Val-Jalbert & les environs du Lac St-Jean

La route 175 qui part de Québec vers le Saguenay et le Lac St-Jean nous fait côtoyer les premières givrées : sapins jaunes-orangés et couche de givre blanchâtre en arrière : les prémices de l’hiver ? Arrêt point de vue sur le Lac Septs-Îles.

Lac de Sept-Îles, route 175

Impossible de faire le tour de l’immense lac St-Jean (1 041 km2) en seulement 1 journée, il va falloir faire un choix ! Il faut dire que nous pensions initialement simplement nous promener dans le Parc national de la Pointe-Taillon sur la rive nord, mais il s’avère qu’on ne profite de ce parc qu’à vélo.

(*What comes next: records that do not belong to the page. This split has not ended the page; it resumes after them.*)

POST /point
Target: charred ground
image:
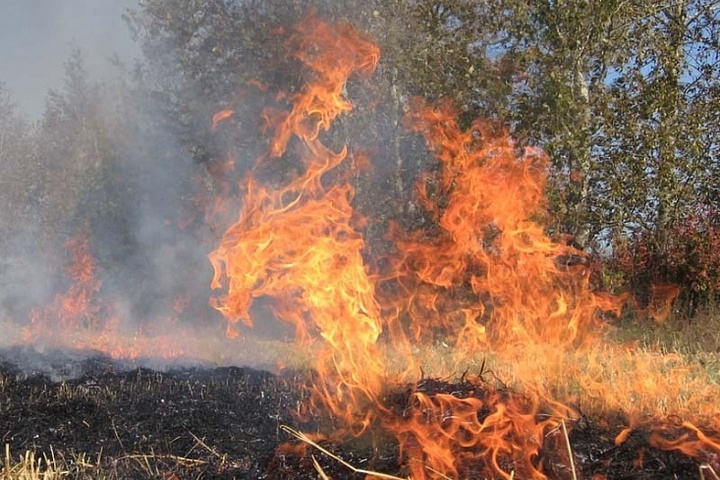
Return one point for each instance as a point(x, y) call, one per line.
point(205, 422)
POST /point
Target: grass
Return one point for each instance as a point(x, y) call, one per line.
point(694, 344)
point(696, 339)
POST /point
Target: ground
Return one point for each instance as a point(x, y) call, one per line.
point(100, 418)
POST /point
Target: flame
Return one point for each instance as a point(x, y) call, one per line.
point(487, 279)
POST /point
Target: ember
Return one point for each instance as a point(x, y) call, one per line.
point(490, 282)
point(484, 290)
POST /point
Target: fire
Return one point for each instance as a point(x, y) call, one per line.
point(82, 318)
point(489, 281)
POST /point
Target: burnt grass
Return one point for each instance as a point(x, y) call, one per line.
point(132, 422)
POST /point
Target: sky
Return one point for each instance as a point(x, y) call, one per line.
point(37, 37)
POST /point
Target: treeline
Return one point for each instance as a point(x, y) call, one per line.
point(623, 95)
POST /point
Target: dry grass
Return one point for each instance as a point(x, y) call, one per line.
point(693, 347)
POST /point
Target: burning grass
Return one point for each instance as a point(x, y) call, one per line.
point(228, 423)
point(472, 349)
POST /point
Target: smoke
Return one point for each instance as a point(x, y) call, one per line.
point(38, 36)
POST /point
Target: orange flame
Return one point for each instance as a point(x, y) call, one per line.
point(488, 279)
point(220, 116)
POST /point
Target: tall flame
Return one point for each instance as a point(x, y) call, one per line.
point(488, 279)
point(299, 244)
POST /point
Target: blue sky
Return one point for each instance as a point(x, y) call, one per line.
point(37, 36)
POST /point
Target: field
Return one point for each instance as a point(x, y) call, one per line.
point(79, 416)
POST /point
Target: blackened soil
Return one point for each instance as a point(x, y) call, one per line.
point(202, 422)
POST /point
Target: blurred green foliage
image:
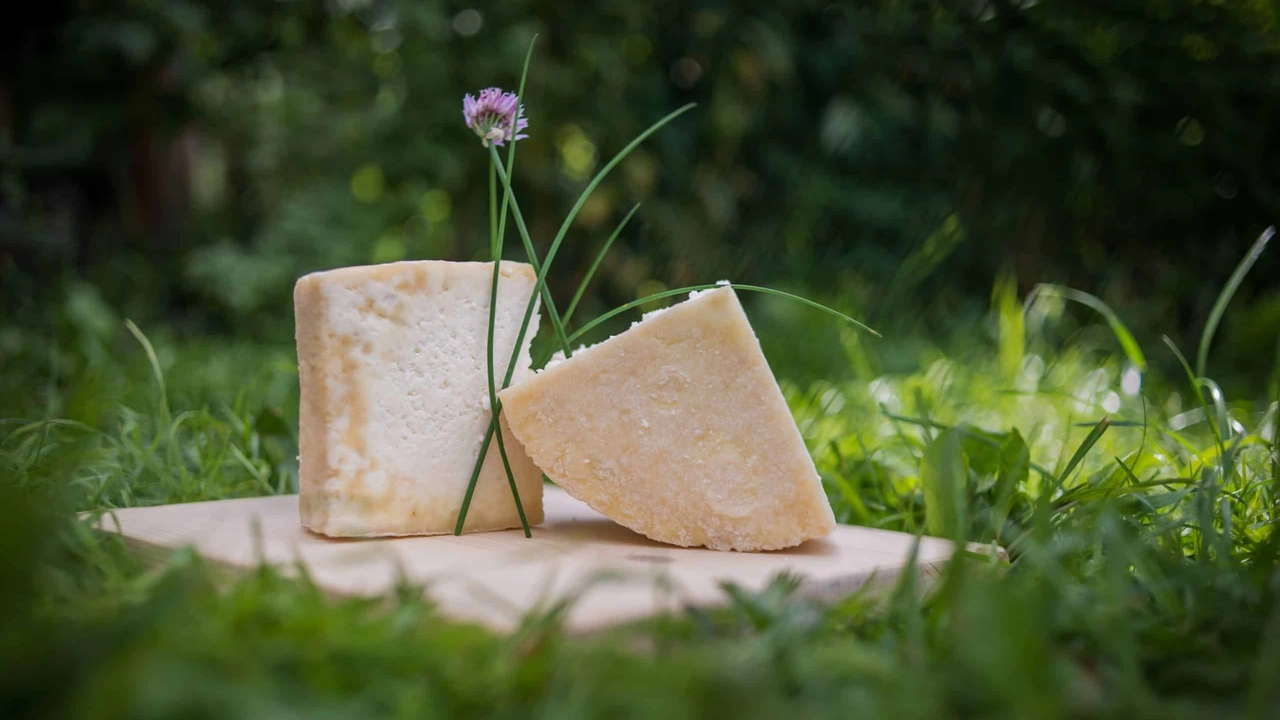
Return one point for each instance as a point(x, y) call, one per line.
point(181, 163)
point(191, 159)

Pas envie de nous documenter sur la location de vélo en cette saison où tout ferme petit a à petit, nous partons finalement sur la rive sud.

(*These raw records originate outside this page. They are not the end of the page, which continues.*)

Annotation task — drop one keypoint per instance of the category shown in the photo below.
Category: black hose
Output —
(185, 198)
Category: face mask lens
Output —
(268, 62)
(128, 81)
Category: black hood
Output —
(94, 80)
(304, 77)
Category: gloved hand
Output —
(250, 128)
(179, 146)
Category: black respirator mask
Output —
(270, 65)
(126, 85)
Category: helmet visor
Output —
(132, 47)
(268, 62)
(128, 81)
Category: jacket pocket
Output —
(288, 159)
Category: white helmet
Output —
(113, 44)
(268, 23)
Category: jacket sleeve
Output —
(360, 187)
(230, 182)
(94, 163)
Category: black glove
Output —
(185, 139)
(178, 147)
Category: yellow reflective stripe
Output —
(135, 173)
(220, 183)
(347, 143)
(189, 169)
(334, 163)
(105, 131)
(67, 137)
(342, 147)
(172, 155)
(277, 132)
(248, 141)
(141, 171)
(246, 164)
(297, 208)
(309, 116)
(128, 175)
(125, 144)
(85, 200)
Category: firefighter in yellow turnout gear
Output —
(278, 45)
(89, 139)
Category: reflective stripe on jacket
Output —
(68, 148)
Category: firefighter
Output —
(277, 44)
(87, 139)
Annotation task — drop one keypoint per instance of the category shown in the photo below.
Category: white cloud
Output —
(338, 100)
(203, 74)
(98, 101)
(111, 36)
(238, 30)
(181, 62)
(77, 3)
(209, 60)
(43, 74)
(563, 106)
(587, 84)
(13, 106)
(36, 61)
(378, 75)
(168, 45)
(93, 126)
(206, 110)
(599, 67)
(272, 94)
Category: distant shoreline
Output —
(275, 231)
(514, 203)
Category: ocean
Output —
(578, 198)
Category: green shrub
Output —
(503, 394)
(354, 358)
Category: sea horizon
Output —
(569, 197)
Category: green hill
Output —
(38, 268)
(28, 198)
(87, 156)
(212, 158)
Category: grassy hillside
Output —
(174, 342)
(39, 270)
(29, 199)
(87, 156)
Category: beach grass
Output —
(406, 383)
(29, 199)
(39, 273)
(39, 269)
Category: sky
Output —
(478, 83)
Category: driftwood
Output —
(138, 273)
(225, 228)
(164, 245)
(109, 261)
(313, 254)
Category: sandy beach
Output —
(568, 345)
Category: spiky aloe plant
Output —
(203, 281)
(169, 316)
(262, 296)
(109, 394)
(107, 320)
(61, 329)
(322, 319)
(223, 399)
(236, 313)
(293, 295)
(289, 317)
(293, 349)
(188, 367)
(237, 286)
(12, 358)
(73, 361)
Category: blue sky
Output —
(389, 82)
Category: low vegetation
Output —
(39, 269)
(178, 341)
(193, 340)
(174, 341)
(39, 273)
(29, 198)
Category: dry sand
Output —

Nous partons bien tard de notre Airbnb grand luxe après avoir fait une grasse matinée et lancé une machine à laver.

Première rapide halte à la marina d’Alma, principale ville des environs du lac.

Nous mangeons nos casse-croûtes en bord de plage à Métabetchouan-Lac-à-la-Croix. Le lac est bien agité, qui dit vent (froid!) dit vagues !

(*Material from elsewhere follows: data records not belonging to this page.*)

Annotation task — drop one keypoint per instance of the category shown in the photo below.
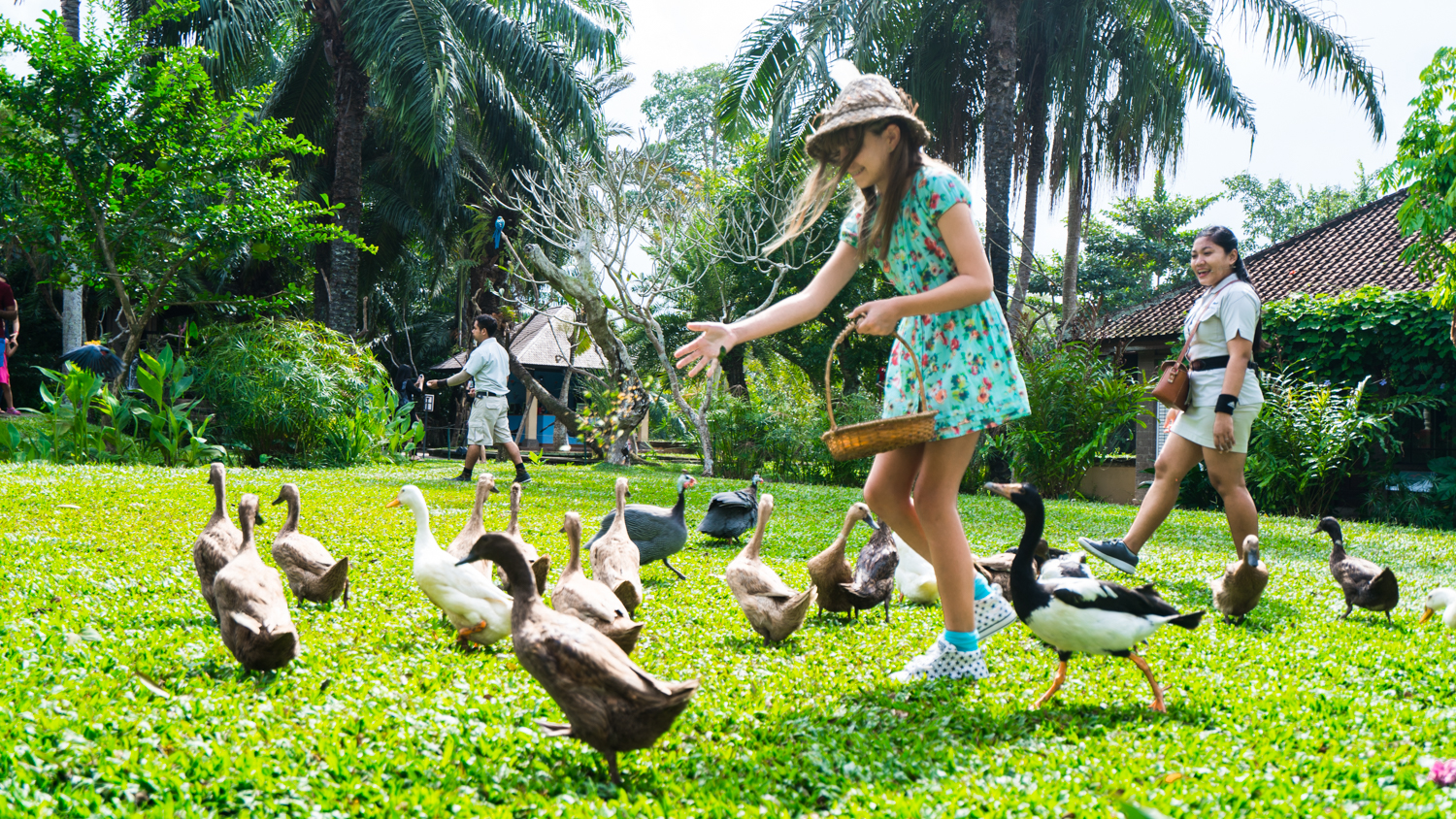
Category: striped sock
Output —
(963, 640)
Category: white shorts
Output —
(488, 422)
(1197, 425)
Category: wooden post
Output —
(530, 425)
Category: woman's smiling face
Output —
(1210, 264)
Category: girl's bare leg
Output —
(928, 518)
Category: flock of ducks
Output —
(491, 583)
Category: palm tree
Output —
(456, 83)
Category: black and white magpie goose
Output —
(1082, 615)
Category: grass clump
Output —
(122, 700)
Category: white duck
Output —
(1438, 600)
(480, 611)
(914, 574)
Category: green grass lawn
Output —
(1295, 713)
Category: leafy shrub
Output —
(1079, 407)
(1312, 437)
(282, 387)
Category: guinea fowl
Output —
(1242, 582)
(657, 531)
(609, 702)
(541, 563)
(830, 572)
(874, 572)
(250, 604)
(475, 525)
(1082, 615)
(1366, 583)
(218, 540)
(616, 560)
(730, 513)
(314, 573)
(774, 609)
(587, 600)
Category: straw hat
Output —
(865, 99)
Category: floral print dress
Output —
(972, 378)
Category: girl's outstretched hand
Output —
(713, 340)
(876, 317)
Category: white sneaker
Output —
(943, 661)
(993, 614)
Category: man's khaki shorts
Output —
(488, 422)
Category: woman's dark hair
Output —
(1223, 238)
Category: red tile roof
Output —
(1345, 252)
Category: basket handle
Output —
(829, 372)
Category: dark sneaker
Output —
(1112, 551)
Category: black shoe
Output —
(1112, 551)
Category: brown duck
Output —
(774, 609)
(475, 525)
(587, 600)
(609, 702)
(1365, 582)
(539, 563)
(314, 574)
(830, 572)
(250, 604)
(616, 560)
(218, 540)
(1238, 591)
(874, 571)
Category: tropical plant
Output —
(1426, 163)
(166, 182)
(1079, 405)
(165, 380)
(448, 89)
(280, 387)
(1312, 437)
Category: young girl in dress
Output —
(913, 218)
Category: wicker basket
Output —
(874, 437)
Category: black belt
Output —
(1216, 363)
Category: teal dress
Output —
(972, 378)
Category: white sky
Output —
(1309, 136)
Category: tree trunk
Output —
(349, 101)
(1069, 267)
(73, 300)
(1036, 165)
(999, 137)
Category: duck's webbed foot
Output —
(1056, 685)
(1158, 693)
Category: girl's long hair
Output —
(833, 154)
(1223, 238)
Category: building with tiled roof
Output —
(1360, 247)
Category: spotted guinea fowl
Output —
(1077, 615)
(587, 600)
(475, 525)
(657, 531)
(1238, 589)
(609, 702)
(730, 513)
(314, 573)
(874, 572)
(774, 608)
(616, 560)
(218, 540)
(1366, 583)
(252, 609)
(830, 572)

C’est finalement au Village historique de Val-Jalbert, à côté de Chambord, que nous nous arrêtons.

Ce village abandonné, en partie restauré, nous plonge dans la vie des années 1920. Le village doit son existence à l’installation d’une usine de pulpe à papier -de pâte à papier- sur la rivière Ouiatchouan. La chute d’eau sur les abords a permis de faire fonctionner plusieurs turbines pour l’usine et, luxe inestimable pour l’époque, d’alimenter en eau courante et en électricité chaque habitation du village ! Jusqu’à 900 habitants ont arpenté ses rues avant la fermeture de l’usine en 1927, victime de la concurrence de la pâte à papier chimique. Malgré des loyers à moitié prix, la population a rapidement déserté le village à la recherche d’un emploi.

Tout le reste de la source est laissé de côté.